2. Allo scopo di tutelare l'ecosistema, nell'ambito dei campi boa e
di ormeggio di cui al comma 1 e' vietato l'ancoraggio al fondale. I
campi boa e i campi di ormeggio sono finalizzati al perseguimento
delle seguenti finalita':
a) contenimento dei fenomeni di aratura e danneggiamento dei
fondali derivanti dall'ancoraggio delle unita' da diporto;
b) erogazione di un numero limitato e annualmente programmato di
permessi di stazionamento nell'area marina;
c) garanzia della trasparenza dei criteri di accesso ai campi boa
e di ormeggio, attraverso idonee forme di pubblicita' degli stessi e
di prenotazione non onerosa, anche per via telematica.

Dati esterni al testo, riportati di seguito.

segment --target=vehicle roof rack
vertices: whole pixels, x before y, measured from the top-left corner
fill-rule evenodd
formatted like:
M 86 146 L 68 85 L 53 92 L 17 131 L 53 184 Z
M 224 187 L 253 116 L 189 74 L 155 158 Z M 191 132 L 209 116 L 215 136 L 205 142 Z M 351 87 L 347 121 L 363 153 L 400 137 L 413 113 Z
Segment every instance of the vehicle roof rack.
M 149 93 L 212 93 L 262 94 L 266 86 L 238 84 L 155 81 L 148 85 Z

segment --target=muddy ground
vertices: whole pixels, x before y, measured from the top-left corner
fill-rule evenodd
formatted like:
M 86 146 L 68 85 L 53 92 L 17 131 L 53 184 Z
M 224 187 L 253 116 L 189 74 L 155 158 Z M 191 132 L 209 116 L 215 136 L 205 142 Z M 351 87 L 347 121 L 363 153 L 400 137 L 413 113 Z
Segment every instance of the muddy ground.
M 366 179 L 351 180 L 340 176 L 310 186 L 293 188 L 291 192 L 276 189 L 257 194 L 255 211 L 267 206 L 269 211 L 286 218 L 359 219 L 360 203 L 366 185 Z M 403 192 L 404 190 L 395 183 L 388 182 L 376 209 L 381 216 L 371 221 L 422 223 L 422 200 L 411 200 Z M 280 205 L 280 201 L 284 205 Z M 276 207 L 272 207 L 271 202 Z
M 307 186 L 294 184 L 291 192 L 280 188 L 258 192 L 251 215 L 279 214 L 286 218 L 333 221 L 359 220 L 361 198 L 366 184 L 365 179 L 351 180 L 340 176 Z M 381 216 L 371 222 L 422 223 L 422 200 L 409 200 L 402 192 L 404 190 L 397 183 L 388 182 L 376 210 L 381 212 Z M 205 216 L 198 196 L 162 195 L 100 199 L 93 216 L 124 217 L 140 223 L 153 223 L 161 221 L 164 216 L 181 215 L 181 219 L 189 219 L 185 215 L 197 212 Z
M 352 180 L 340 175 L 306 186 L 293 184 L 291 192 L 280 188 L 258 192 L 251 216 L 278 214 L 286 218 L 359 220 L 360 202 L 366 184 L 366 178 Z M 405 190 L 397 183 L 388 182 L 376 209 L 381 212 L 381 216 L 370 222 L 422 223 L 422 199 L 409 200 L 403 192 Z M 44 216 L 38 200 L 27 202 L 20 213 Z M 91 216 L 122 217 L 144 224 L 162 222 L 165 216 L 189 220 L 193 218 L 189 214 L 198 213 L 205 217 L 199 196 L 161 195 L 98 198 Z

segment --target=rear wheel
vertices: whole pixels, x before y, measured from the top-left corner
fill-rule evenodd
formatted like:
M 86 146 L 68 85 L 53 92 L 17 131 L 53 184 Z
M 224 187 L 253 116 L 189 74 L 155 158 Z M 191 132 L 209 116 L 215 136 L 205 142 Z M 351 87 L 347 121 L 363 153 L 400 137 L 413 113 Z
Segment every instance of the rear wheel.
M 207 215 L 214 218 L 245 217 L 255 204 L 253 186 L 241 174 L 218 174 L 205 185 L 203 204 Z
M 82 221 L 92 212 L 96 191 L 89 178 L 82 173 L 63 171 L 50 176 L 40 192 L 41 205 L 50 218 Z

3. Gli enti gestori che istituiscono i campi di boa e di ormeggio
di cui al comma 1 definiscono tariffe orarie e giornaliere di
stazionamento negli stessi, anche in relazione all'attivazione
combinata di servizi aggiuntivi esclusivamente nel settore della
nautica da diporto, per la cui applicazione acquisiscono il nulla
osta del Ministero dell'ambiente e della tutela del territorio e del
mare.
4. I proventi riscossi ai sensi del comma 3 dagli enti gestori sono
destinati al recupero delle spese di allestimento e manutenzione dei
campi boa e di ormeggio, a interventi volti a incrementare la
protezione ambientale dell'area marina protetta.
5. Nell'allestimento dei campi boa e di ormeggio gli enti gestori
sono tenuti all'individuazione di sistemi compatibili con le
caratteristiche dei fondali, a basso impatto ambientale e
paesaggistico, con il minimo ingombro sul fondale, opportunamente
dimensionati in relazione alla tipologia e alle dimensioni delle
unita' per le quali viene effettuato l'ormeggio.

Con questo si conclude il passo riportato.